EAPS Study Identifies Source of ‘Crater Equilibrium’
Writer(s): Logan Judy
After several years of study, one thing is clear about the lunar surface: it is a very dynamic environment that changes over time. One example of this can be seen in the way that small craters degrade at the same rate as they form, keeping the number of small craters on the lunar surface constant over time. This equilibrium between the formation and degradation of craters also makes it difficult to judge the scale of close up images of the lunar surface. Despite decades of study, this equilibrium phenomenon has not been well-explained.
EAPS scientists have taken a crucial step in solving this problem in a publication authored by Dr. David Minton and coauthored by EAPS undergraduate student Bryan Howl. The paper, published in Icarus, uses mathematical models and computer simulation of the lunar surface to account for variables that can help make more sense of the lunar surface.
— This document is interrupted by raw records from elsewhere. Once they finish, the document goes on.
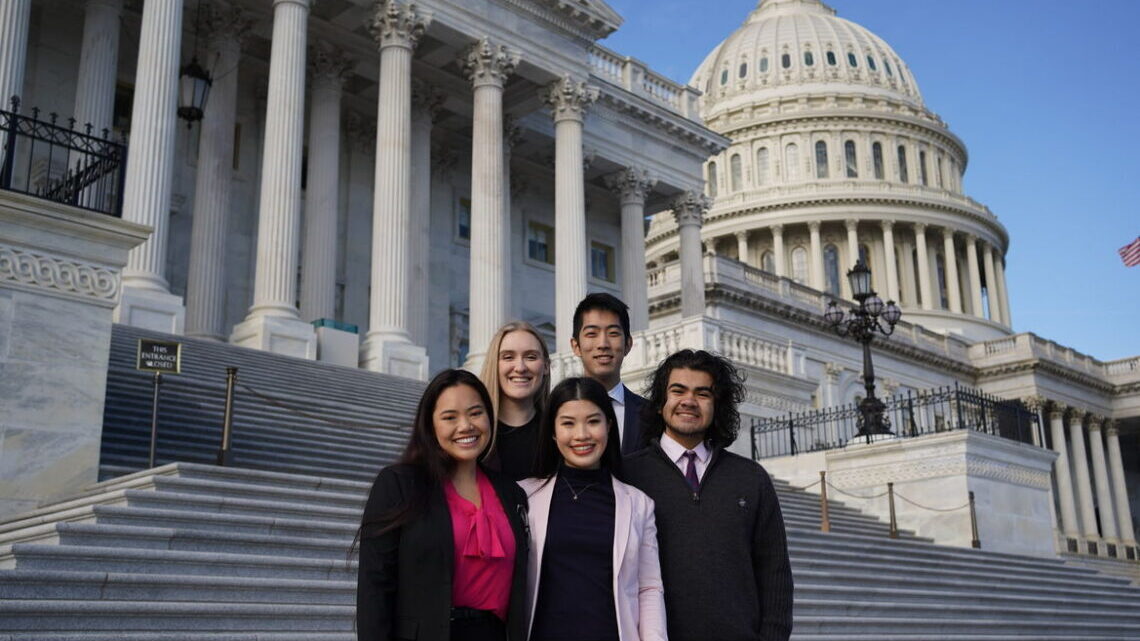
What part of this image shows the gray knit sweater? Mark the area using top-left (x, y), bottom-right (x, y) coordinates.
top-left (623, 441), bottom-right (793, 641)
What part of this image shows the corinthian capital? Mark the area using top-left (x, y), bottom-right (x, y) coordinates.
top-left (605, 167), bottom-right (654, 204)
top-left (309, 42), bottom-right (355, 84)
top-left (203, 2), bottom-right (253, 48)
top-left (411, 79), bottom-right (447, 121)
top-left (541, 76), bottom-right (599, 123)
top-left (370, 0), bottom-right (432, 50)
top-left (1047, 401), bottom-right (1067, 421)
top-left (1022, 394), bottom-right (1046, 413)
top-left (461, 37), bottom-right (519, 89)
top-left (671, 191), bottom-right (710, 228)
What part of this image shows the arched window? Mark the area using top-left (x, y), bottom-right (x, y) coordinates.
top-left (847, 52), bottom-right (858, 67)
top-left (781, 53), bottom-right (791, 69)
top-left (755, 147), bottom-right (770, 186)
top-left (872, 142), bottom-right (884, 179)
top-left (739, 62), bottom-right (748, 78)
top-left (720, 69), bottom-right (729, 85)
top-left (897, 145), bottom-right (909, 183)
top-left (919, 150), bottom-right (929, 186)
top-left (867, 55), bottom-right (877, 71)
top-left (937, 156), bottom-right (945, 188)
top-left (885, 60), bottom-right (893, 76)
top-left (804, 51), bottom-right (815, 66)
top-left (844, 140), bottom-right (858, 178)
top-left (791, 247), bottom-right (808, 284)
top-left (784, 143), bottom-right (800, 180)
top-left (761, 251), bottom-right (775, 273)
top-left (824, 244), bottom-right (840, 296)
top-left (707, 161), bottom-right (718, 197)
top-left (935, 253), bottom-right (949, 309)
top-left (759, 56), bottom-right (769, 73)
top-left (730, 153), bottom-right (743, 191)
top-left (826, 51), bottom-right (837, 66)
top-left (815, 141), bottom-right (829, 179)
According to Dr. Minton, The key finding from the study was the importance of ejecta, tiny pieces of the lunar surface that are thrown out during crater formation.
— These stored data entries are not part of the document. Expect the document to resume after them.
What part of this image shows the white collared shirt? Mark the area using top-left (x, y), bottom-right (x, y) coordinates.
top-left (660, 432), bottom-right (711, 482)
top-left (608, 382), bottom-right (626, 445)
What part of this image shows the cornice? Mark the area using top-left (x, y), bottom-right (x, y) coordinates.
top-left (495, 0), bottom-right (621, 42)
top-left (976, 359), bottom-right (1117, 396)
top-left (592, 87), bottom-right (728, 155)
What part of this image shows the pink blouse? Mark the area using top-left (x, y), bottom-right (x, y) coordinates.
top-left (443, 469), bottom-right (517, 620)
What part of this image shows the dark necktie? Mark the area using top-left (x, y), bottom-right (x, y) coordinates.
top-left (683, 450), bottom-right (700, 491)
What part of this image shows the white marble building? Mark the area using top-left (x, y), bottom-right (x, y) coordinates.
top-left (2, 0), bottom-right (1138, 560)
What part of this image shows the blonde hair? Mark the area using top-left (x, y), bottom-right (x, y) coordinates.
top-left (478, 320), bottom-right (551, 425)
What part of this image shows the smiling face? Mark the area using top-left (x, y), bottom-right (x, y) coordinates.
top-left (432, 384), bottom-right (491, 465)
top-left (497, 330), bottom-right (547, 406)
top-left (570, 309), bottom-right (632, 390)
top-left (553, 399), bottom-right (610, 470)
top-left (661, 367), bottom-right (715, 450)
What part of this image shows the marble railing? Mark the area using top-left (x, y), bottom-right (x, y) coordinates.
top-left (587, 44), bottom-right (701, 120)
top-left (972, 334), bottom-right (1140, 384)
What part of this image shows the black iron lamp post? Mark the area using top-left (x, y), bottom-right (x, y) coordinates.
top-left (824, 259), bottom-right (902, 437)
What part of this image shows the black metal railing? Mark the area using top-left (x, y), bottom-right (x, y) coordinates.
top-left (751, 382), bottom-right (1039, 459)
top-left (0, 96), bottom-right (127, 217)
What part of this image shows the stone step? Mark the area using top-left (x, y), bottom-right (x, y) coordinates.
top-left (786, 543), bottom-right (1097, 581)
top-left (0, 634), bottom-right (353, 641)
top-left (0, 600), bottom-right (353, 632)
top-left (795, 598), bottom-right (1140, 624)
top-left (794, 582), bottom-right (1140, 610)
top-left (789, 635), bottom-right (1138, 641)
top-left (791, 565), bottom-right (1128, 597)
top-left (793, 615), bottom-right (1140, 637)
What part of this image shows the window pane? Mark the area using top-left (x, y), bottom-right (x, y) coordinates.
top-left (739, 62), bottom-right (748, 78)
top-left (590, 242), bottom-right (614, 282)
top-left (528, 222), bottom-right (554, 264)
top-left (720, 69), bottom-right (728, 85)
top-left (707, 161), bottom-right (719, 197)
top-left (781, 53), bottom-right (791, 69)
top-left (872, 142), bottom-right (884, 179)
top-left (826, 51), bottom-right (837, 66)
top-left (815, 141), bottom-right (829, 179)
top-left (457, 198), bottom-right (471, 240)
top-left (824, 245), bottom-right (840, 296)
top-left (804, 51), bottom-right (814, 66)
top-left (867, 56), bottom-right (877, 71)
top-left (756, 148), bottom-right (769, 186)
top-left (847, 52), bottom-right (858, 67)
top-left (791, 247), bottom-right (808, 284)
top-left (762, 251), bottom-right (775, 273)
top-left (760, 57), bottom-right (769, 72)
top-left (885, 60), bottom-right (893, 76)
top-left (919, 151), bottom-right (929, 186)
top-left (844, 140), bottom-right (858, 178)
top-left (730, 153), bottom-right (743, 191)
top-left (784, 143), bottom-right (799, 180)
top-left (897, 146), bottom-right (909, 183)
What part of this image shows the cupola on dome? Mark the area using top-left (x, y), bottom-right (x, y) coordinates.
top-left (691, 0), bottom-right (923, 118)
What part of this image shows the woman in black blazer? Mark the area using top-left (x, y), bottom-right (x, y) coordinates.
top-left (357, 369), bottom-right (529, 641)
“The formation of each new crater degrades the old craters in a particular way, and we show that it is related to how the very numerous fragments of ejected material thrown at great distances by each and every new crater cause tiny amounts of degradation of all the craters that came before it,” Dr. Minton said. “The ejecta are very small by themselves, but collectively, they dominate the evolution of the lunar surface.”
These findings have implications for other areas of lunar research, as well. Dr. Minton anticipates their new model contributing to understanding the very earliest period of lunar history, when the bombardment rate was many times higher than it is in the present day. The findings may also shed light on the interpretation of lunar samples, a vital scientific endeavor that is, at times, surrounded by several unknowns.
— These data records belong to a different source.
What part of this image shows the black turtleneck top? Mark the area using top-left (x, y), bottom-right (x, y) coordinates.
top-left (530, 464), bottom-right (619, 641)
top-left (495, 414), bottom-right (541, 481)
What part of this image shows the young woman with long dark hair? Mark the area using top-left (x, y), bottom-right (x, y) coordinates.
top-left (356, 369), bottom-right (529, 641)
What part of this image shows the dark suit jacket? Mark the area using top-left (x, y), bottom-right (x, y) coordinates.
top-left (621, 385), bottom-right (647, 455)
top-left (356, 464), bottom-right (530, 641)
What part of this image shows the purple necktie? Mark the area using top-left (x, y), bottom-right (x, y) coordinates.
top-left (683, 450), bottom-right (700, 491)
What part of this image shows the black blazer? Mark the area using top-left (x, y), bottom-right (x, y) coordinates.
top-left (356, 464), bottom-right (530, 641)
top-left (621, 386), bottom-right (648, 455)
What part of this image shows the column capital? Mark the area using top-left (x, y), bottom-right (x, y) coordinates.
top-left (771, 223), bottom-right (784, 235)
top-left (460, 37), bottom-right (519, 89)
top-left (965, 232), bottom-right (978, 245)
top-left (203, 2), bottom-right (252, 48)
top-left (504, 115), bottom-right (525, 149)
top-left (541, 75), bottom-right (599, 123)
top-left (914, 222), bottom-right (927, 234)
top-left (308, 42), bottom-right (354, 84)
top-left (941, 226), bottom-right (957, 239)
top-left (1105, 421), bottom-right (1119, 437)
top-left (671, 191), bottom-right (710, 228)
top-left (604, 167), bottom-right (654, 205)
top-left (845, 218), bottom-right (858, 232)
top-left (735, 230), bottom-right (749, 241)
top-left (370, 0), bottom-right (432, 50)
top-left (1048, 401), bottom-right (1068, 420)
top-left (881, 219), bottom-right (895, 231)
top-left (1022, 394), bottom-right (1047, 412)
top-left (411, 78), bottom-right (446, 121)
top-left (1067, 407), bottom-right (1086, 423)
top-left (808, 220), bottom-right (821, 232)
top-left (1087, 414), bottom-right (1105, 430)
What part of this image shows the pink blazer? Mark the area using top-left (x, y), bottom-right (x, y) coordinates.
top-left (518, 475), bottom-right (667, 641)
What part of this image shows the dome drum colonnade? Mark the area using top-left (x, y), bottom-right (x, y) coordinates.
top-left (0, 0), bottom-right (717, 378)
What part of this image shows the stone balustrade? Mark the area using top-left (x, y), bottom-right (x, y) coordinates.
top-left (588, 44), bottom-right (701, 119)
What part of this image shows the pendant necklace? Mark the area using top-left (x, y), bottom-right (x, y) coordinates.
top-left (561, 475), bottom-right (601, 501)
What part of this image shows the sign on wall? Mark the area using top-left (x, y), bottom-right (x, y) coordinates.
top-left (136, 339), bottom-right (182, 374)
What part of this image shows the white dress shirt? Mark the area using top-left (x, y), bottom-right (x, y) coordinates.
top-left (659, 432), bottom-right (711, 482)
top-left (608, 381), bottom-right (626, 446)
“This is like one piece in a big puzzle. We try to understand this one problem, and then expand out to tackle more complicated problems,” Dr. Minton said. “One longstanding problem is that without knowing how this works, it’s hard to interpret the samples we bring back from the Moon. Astronauts pick up a piece of rock or soil or boulder off of the surface of the Moon, and we don’t really know the history of that sample, how many times it has been mixed and turned. By using this new information, we can begin to understand what those samples have experienced, as well as the Moon’s early history.”
Understanding the Moon’s early history can also aid in understand the early history of the Earth. Due to terrestrial environmental factors such as the atmosphere, plate tectonics, and other natural processes, elements of the planet’s early history is obscured. The absence of many of those elements on the Moon makes study of certain elements of the early solar system more attainable.
“The Moon is a witness plate to early solar system history,” Dr. Minton said. “By going to the Moon and studying the Moon, we get insight into what the Earth was like in its early days that we can’t get on the Earth itself.”
This research was supported by the NASA Lunar Data Analysis Program, and included collaborators from the NASA Marshall Space Flight Center, Auburn University, and the Planetary Science Institute. The article can be accessed online at the publication's website.